Le jugement de Mirbeau sur les savants est ambivalent. D’un côté, en tant que matérialiste et héritier des Lumières, attaché à la méthode scientifique, parce qu’elle est la seule capable de faire progresser la compréhension des lois de na nature, force lui est de voir dans le savant le dépositaire des connaissances scientifiques et le responsable du progrès des lumières. Aussi a-t-il tendance à attendre d’eux monts et merveilles, se gorge-t-il de littérature scientifique et s’enthousiasme-t-il devant des réalisations révolutionnaires telles que la « fée électricité » ou l’automobile. Mais, d’un autre côté, il ne cesse de manifester la plus grande méfiance à l’égard de nombreux savants, dont il donne le plus souvent une image peu flatteuse. Pourquoi ?

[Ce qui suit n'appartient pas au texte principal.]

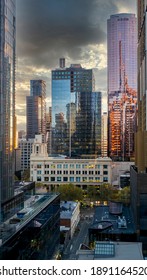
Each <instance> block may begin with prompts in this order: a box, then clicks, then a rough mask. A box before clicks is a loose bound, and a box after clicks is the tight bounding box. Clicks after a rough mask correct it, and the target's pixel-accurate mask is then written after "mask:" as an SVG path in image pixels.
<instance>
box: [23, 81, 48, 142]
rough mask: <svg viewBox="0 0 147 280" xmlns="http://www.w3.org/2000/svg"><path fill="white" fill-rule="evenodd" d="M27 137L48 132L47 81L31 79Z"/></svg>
mask: <svg viewBox="0 0 147 280" xmlns="http://www.w3.org/2000/svg"><path fill="white" fill-rule="evenodd" d="M26 100H27V139H29V138H34V137H35V134H39V133H43V134H45V133H46V119H45V118H46V83H45V81H43V80H31V81H30V96H27V98H26Z"/></svg>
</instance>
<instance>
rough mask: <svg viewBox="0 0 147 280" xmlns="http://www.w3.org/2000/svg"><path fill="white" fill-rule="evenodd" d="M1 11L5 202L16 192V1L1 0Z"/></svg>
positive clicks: (0, 151) (2, 113) (1, 114)
mask: <svg viewBox="0 0 147 280" xmlns="http://www.w3.org/2000/svg"><path fill="white" fill-rule="evenodd" d="M0 11H1V14H0V28H1V32H0V37H1V39H0V57H1V63H0V73H1V75H0V85H1V87H0V100H1V102H0V201H1V203H3V202H5V201H6V200H7V199H9V198H11V197H12V196H13V195H14V188H13V187H14V186H13V177H14V144H15V143H14V141H15V47H16V38H15V36H16V26H15V25H16V16H15V13H16V10H15V0H9V1H7V2H6V1H5V0H2V1H0ZM0 208H1V204H0ZM0 213H1V209H0ZM0 221H1V217H0Z"/></svg>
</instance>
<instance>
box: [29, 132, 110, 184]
mask: <svg viewBox="0 0 147 280" xmlns="http://www.w3.org/2000/svg"><path fill="white" fill-rule="evenodd" d="M38 136H39V137H38ZM111 165H112V160H111V159H110V158H108V157H103V158H101V157H100V158H96V159H71V158H67V157H64V156H60V157H49V156H48V154H47V144H46V143H43V142H42V141H41V135H36V137H35V140H34V144H33V146H32V154H31V156H30V179H31V181H35V182H42V183H45V184H49V185H50V186H51V185H59V184H66V183H68V184H69V183H73V184H76V185H78V186H81V187H82V186H85V185H87V184H91V185H97V184H103V183H110V184H111Z"/></svg>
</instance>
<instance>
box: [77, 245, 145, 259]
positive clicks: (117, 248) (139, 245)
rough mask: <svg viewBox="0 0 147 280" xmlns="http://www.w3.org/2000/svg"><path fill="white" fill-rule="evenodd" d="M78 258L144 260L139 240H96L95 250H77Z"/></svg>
mask: <svg viewBox="0 0 147 280" xmlns="http://www.w3.org/2000/svg"><path fill="white" fill-rule="evenodd" d="M77 259H78V260H104V259H107V260H143V255H142V244H141V243H138V242H104V241H98V242H96V247H95V249H94V250H82V249H81V247H80V248H79V250H78V251H77Z"/></svg>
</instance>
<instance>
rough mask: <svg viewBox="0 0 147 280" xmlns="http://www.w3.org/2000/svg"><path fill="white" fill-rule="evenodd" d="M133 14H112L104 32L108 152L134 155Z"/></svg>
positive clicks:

* Soit parce qu’il s’agit de faux savants, à l’instar du Dr Triceps de L'Épidémie (1898) et des 21 jours d’un neurasthénique (1901), partisan acritique des thèses de Lombroso, sociobiologiques avant la lettre, qu’il croit démontrer par des expériences absurdes qui se retournent contre elles, ou d’Édouard Legrel, dans Dingo (1913), à qui ses « beaux et hardis travaux sur la myologie de l’araignée » ont valu une célébrité mondiale, bien que Mirbeau-personnage n’ait pas la moindre idée de leur nature, de leur beauté ni de leur hardiesse.

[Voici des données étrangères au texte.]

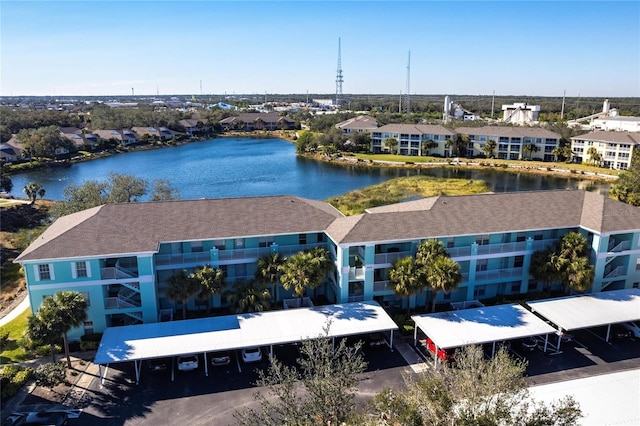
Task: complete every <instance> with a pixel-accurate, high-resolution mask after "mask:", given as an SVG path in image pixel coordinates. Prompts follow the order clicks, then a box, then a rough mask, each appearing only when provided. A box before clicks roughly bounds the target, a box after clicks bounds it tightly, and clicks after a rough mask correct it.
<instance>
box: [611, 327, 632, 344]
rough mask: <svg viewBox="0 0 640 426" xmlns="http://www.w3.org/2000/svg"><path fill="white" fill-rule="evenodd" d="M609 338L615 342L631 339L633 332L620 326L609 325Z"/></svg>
mask: <svg viewBox="0 0 640 426" xmlns="http://www.w3.org/2000/svg"><path fill="white" fill-rule="evenodd" d="M609 337H610V338H611V339H615V340H626V339H631V338H632V337H633V331H631V330H629V329H628V328H626V327H623V326H622V324H611V333H610V335H609Z"/></svg>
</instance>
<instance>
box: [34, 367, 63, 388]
mask: <svg viewBox="0 0 640 426" xmlns="http://www.w3.org/2000/svg"><path fill="white" fill-rule="evenodd" d="M34 376H35V378H36V383H37V384H38V385H39V386H45V387H48V388H52V387H54V386H56V385H59V384H61V383H65V382H66V381H67V370H66V369H65V367H64V363H62V362H56V363H53V362H49V363H47V364H42V365H41V366H39V367H38V368H36V371H35V372H34Z"/></svg>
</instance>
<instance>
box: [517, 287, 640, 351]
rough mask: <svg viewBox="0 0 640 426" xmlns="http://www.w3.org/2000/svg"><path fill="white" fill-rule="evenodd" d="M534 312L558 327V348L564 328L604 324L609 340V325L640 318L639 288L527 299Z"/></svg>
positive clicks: (609, 332) (639, 291)
mask: <svg viewBox="0 0 640 426" xmlns="http://www.w3.org/2000/svg"><path fill="white" fill-rule="evenodd" d="M527 305H529V306H530V307H531V309H532V311H533V312H536V313H538V314H539V315H541V316H543V317H545V318H546V319H548V320H549V321H551V322H552V323H554V324H555V325H556V326H557V327H558V330H557V333H558V334H559V337H558V350H560V342H561V340H562V333H563V331H572V330H579V329H583V328H591V327H599V326H604V325H606V326H607V335H606V338H605V340H606V341H609V334H610V333H611V325H612V324H616V323H622V322H628V321H638V320H640V289H637V288H631V289H626V290H612V291H603V292H601V293H593V294H580V295H576V296H567V297H559V298H555V299H546V300H536V301H532V302H527Z"/></svg>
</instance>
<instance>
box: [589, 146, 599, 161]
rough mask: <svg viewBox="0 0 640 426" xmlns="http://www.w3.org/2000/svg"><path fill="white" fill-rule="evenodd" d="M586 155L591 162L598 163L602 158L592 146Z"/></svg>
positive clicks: (598, 153)
mask: <svg viewBox="0 0 640 426" xmlns="http://www.w3.org/2000/svg"><path fill="white" fill-rule="evenodd" d="M587 155H588V156H589V162H590V163H591V164H596V163H599V162H600V160H601V159H602V157H601V156H600V153H599V152H598V150H597V149H596V148H595V147H593V146H592V147H591V148H589V149H588V150H587Z"/></svg>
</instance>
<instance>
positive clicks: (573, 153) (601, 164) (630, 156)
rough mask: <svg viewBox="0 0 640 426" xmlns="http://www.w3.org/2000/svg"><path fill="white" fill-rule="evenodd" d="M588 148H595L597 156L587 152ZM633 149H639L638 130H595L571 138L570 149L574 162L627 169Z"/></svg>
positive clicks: (615, 168)
mask: <svg viewBox="0 0 640 426" xmlns="http://www.w3.org/2000/svg"><path fill="white" fill-rule="evenodd" d="M590 148H595V151H596V153H597V156H593V155H592V154H591V153H590V152H589V150H590ZM634 149H640V132H611V131H609V132H607V131H602V130H596V131H594V132H589V133H587V134H584V135H580V136H574V137H572V138H571V151H573V154H574V156H575V161H576V162H578V163H588V162H593V163H598V164H600V165H602V166H603V167H607V168H610V169H618V170H626V169H628V168H629V167H630V166H631V158H632V155H631V154H632V152H633V150H634Z"/></svg>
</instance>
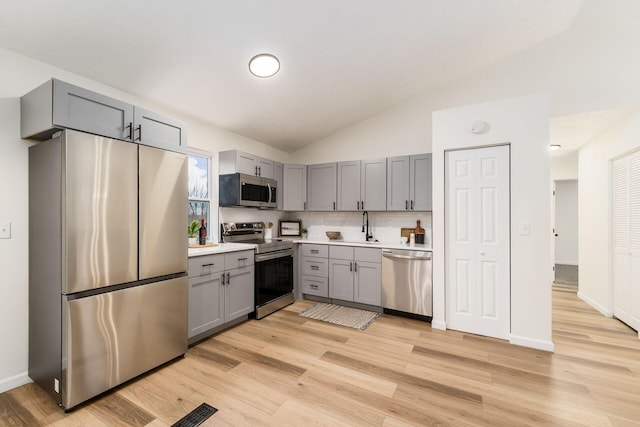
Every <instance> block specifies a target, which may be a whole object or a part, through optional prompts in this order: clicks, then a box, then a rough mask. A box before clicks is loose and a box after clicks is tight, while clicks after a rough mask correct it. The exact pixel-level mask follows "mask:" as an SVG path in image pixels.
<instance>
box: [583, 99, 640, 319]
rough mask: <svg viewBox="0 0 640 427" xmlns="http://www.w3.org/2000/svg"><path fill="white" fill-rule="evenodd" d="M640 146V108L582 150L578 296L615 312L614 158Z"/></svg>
mask: <svg viewBox="0 0 640 427" xmlns="http://www.w3.org/2000/svg"><path fill="white" fill-rule="evenodd" d="M639 149H640V110H638V111H637V112H636V113H634V114H632V115H630V116H629V117H628V118H627V119H625V120H623V121H622V122H620V123H618V124H617V125H616V126H614V127H613V128H611V129H609V130H608V131H607V132H606V133H605V134H603V135H601V136H599V137H597V138H596V139H595V140H593V141H591V142H590V143H589V144H587V145H585V146H583V147H582V148H581V149H580V152H579V174H578V176H579V177H578V182H579V186H578V187H579V188H578V216H579V218H580V221H579V224H578V235H579V246H578V247H579V249H578V250H579V255H578V260H579V261H578V263H579V265H580V271H579V280H578V282H579V285H578V286H579V291H578V296H579V297H580V298H582V299H583V300H585V301H587V302H588V303H589V304H591V305H592V306H593V307H595V308H596V309H598V310H599V311H600V312H601V313H602V314H604V315H606V316H612V315H613V287H612V280H611V277H612V263H611V257H610V254H611V226H612V218H611V200H612V193H611V161H612V160H613V159H615V158H617V157H621V156H622V155H624V154H627V153H630V152H632V151H635V150H639Z"/></svg>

* Soit parce qu’ils abusent de leur pouvoir pour imposer à leurs contemporains une idéologie plus que suspecte, à l’instar de Cesare Lombroso (voir la notice) et, plus généralement, des scientistes, que Mirbeau cloue au pilorie d’infamie : ils constituent, à ses yeux, une caste privilégiée au service des nouveaux maîtres du monde et tendent à faire de la science un nouvel opium du peuple, succédané des anciennes religions.

* Soit parce qu’en toute inconscience ils ne se soucient nullement des effets à long terme, souvent dévastateurs, des applications de leurs découvertes, qui pourraient très fort bien menacer l’équilibre écologique et détruire la planète (voir par exemple « Nocturne », Le Journal, 19 juillet 1900, et « Questions sociales », Le Journal, 18 février 1900).

* Soit enfin, parce que, en dépit de leur méthode réputée scientifique, ils peuvent fort bien faire preuve d’une désarmante naïveté, comme Mirbeau le confie à Georges Meunier, en 1911 : « Un savant ou prétendu tel est presque toujours un être étrangement naïf, extraordinairement gobeur, et singulièrement empressé à prendre des vessies pour des lanternes. Totalement dépourvu d’imagination, le savant n’en est pourtant pas moins le plus grand chevaucheur de chimères que je connaisse. Toute sa science se réduit à un certain nombre d’hypothèses plus ou moins ingénieuses et dont quelques-unes feraient rire à se tordre un enfant de dix ans. [...] J’ai découvert, dans des ouvrages “scientifiques” écrits par des hommes qui passent  pour de très grands savants, des propositions qui, pour être formulées en des termes fort graves, atteignent cependant les plus hauts sommets du comique. »

Si la science progresse, c’est bien grâce aux savants, que Mirbeau admire vivement pour cela. Mais, pour lui, c’est aussi en dépit de l’obstacle que constituent les savants eux-mêmes, avec leurs faiblesses et leurs contradictions.

Voir aussi les notices Matérialisme, Scientisme, Médecins, Écologie et Lombroso. 

P. M.

 

Bibliographie : Georges Meunier, Ce qu'ils pensent du merveilleux, Albin Michel, 1911, pp. 255-266 ; Pierre Michel, « Mirbeau et le concept de modernité », Cahiers Octave Mirbeau, n° 8, 2001,  pp. 11-32.